In a twist of irony, the 1960 election featured Republican candidate, Richard Nixon, who was against firearms, though he kept these thoughts private. Meanwhile, the two Democrat candidates John F. Kennedy and Hubert H. Humphrey, openly voiced their support for the Second Amendment.
Although JFK wasn’t the first president to be assassinated, his murder in 1963, and that of his brother, Robert, several years later, brought new life to the gun control movement. In response, the Emergency Committee for Effective Gun Control was formed, with former astronaut and future Senator John Glenn as chairman.
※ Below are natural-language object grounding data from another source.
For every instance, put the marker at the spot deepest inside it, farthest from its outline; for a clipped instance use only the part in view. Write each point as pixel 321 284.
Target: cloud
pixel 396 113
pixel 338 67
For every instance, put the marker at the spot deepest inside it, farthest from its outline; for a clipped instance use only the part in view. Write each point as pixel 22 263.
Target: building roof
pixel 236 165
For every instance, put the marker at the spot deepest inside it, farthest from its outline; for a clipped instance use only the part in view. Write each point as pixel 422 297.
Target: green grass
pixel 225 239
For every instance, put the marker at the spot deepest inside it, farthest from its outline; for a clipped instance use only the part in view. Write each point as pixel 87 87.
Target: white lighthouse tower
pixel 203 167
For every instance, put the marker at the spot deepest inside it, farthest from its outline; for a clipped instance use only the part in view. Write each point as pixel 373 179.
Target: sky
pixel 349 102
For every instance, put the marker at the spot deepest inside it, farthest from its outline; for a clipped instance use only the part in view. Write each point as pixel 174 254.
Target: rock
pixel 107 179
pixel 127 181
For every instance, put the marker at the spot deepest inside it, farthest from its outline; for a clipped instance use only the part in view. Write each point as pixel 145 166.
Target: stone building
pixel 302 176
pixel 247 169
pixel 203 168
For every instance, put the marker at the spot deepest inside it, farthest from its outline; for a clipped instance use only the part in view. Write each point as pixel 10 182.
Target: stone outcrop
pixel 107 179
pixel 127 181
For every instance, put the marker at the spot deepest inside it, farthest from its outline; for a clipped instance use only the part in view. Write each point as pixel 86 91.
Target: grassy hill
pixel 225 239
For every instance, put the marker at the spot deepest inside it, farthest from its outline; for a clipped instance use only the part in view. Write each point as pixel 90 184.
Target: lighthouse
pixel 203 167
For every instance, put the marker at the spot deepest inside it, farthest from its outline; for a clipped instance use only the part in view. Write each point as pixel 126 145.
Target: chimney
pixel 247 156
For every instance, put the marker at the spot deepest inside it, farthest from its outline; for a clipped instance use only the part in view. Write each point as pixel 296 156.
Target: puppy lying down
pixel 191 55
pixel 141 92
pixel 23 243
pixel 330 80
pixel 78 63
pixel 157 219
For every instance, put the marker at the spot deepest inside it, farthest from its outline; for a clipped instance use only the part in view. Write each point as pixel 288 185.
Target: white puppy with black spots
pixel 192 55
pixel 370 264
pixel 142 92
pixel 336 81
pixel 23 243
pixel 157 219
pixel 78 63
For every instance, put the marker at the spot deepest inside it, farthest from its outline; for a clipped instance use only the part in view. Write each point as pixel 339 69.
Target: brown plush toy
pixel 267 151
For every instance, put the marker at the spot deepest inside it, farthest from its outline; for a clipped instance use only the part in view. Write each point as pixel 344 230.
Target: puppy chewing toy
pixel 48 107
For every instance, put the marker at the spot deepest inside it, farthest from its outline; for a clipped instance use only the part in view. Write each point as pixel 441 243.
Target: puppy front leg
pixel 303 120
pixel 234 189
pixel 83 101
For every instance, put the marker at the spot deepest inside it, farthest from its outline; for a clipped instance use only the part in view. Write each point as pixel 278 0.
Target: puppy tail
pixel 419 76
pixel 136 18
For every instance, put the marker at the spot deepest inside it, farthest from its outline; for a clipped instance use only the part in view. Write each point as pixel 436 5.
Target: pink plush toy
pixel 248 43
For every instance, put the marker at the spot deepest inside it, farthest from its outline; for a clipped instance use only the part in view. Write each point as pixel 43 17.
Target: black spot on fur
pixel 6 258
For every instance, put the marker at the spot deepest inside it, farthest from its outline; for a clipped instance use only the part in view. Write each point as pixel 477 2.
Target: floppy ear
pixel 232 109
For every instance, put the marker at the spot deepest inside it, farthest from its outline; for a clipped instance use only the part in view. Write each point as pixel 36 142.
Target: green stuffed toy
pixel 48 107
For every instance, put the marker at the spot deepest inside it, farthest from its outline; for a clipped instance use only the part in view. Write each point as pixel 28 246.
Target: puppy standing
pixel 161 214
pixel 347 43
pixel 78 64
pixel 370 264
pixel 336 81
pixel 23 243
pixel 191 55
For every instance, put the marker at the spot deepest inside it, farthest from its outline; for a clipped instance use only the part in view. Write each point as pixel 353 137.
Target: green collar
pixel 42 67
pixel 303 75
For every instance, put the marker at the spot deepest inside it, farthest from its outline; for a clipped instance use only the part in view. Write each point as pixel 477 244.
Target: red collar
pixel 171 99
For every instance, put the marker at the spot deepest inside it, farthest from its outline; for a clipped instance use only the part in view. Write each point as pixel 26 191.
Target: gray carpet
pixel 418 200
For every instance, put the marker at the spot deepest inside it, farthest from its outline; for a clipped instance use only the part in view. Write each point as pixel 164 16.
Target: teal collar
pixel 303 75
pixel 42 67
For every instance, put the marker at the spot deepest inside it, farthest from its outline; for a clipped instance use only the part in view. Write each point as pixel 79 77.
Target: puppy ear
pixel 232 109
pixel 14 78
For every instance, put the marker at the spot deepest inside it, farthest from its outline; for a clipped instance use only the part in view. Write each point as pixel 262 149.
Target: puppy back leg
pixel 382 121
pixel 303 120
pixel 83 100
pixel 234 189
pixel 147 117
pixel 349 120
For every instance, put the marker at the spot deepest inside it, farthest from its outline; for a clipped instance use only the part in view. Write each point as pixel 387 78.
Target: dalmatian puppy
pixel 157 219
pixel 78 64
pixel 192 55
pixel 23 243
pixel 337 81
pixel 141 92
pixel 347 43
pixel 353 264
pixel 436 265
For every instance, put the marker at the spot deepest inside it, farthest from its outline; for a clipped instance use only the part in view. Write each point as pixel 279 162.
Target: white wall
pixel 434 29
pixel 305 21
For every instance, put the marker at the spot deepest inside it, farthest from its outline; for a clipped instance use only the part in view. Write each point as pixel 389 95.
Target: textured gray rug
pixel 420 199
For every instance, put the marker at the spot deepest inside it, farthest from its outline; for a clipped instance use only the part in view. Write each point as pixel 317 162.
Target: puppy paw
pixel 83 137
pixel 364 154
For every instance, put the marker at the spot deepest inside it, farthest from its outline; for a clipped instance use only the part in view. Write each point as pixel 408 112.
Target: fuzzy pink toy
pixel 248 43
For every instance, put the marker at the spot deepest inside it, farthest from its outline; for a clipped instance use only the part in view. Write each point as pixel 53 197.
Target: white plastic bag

Its objectives, according to Kopel, included “national gun registration, national gun licensing, a ban on interstate gun sales, and a ban on mail order sales of long guns (mail order handgun sales had been banned since 1927).” Gun control advocates are also went after Saturday Night Specials, which were inexpensive handguns.
“The idea that civilian gun ownership should be entirely prohibited moved from the fringe into the mainstream of public debate,” Kopel writes.
Once more, rather than merely oppose gun grabbers, the gun lobby and gun manufacturers countered these efforts by introducing their own legislation, which included some of the provisions from the ECEGC’s agenda, such as the national ban on mail order gun sales.
Finally, Congress passed the Gun Control Act of 1968 following a compromise with the NRA. While there would be no federal licensing of gun owners, the sales would be registered, albeit by the gun dealer.
The Act required gun dealers to keep a federal form (now known as Form 4473) detailing information for each sale (such as the gun’s model and serial number, the buyer’s name, address, age, race, and so on).125 The forms would be available for government inspection and for criminal investigations, but the forms would not be collected in a central registration list.In addition, mail-order sales of long guns were effectively banned, as were all interstate gun sales to consumers (except where states enacted legislation allowing the purchase of long guns in contiguous states).The GCA also banned all gun possession by prohibited persons, such as convicted felons, illegal aliens, and illegal drug users.Buyers had to certify in writing that they were not in a prohibited category.Gun imports were banned, except for the guns determined by the Treasury Secretary to be “particularly suitable for sporting purposes.” As initially implemented, this prohibited small, inexpensive foreign handguns, and surplus WWII rifles, but allowed almost all other gun imports.
In 1972, the Senate voted overwhelmingly to ban roughly one-third of all handguns by labeling them “Saturday Night Specials,” and although it failed to become law, Nixon continued to pressure the NRA to compromise, especially when gun manufacturers were willing to accept some regulations.
At that point, the situation was growing bleak for the gun rights movement.